David Tresilian, who lived in Cairo and was in direct touch with those who were writing and with those who were writing about modern writers, deals with the early years when it was the few translators who determined what was and was not translated. After all, if one is not guaranteed to make money from translating a certain book, one's choice is determined by personal criteria. Will it sell well? Will it easily find a publisher? Is it a book that the translator feels strongly should be made available in translation? Is the writer a friend of his and would he therefore be doing him a service? Is the book reasonably easy to translate and not too long?
I remember several years ago reading a well-known novel by Khairi Shalaby and feeling that here was a book that deserved to be translated, but I was put off by its length. It then won the Naguib Mahfouz Prize and was translated into English, and the translator was awarded the UK Banipal Prize for his translation. The situation has now changed: it is the publisher, with advice, who chooses the books he wants translated, and the translator is paid on the basis of the number of words (which, incidentally, is not always a proper way of estimating the work to be done).
The present book deals very adequately with all the main figures in modern Arabic literature: Naguib Mahfouz, who was the writer who gave it its first boost, Tewfiq al-Hakim, primarily a playwright and thus not read as much as he deserves, the talented short-story writer Yusuf Idris, the Sudanese novelist and short-story writer Tayeb Salih, and the controversial Egyptian novelist Sonallah Ibrahim, among many others.

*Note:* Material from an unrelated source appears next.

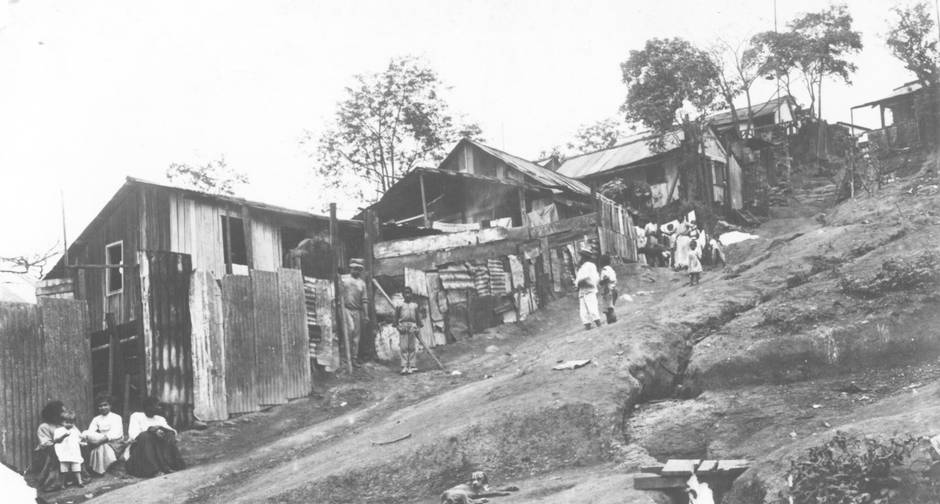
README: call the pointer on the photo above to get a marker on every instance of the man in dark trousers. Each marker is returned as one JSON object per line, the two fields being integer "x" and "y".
{"x": 355, "y": 301}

The author also writes about the way in which a number of talented women writers have dealt with the problems peculiar to women in the Arab world, writers like the Egyptian feminist Nawal al-Saadawi and the Lebanese Hanan al-Shaykh, both of them living mainly outside the Arab world and both writing originally in Arabic, who are among the most widely read in translation. He also deals with two other outspoken Egyptian women writers, Alifa Rifaat and Salwa Bakr, and from here goes on to discuss the portrayal of homosexuality by Arab writers of today, as seen, for example in the best-selling novel The Yacoubian Building by Alaa al-Aswani, the first-ever Arabic work of fiction to achieve record sales both in the original Arabic and in translations done into French, English and other languages, this at a time when T.V.and the computer are vying with the time people have available for reading books.
Though described as "brief," Tresilian's book also deals with modern poetry, which, though playing an important role among the educated in the Arab world, has not had the translators to make it easily available to non-Arab readers. However, anyone interested in the modern literary scene cannot ignore such poets as the Syrian Adonis, the Palestinian Mahmoud Darwish or the Iraqi Badr Shakir al-Sayyab. He has also drawn attention to the poetry that is today being written in the colloquial language, particularly in Egypt by such writers as Nigm and Abnoudi, and the attempts at experimental writing that are appearing these days in such novels as al-Aidy's Being Abbas el Abd, which are making more and more demands of those translators willing to take on such tasks.
Tresilian's book is not merely informative about the subject it deals with but also provides thought-provoking messages to the general reader.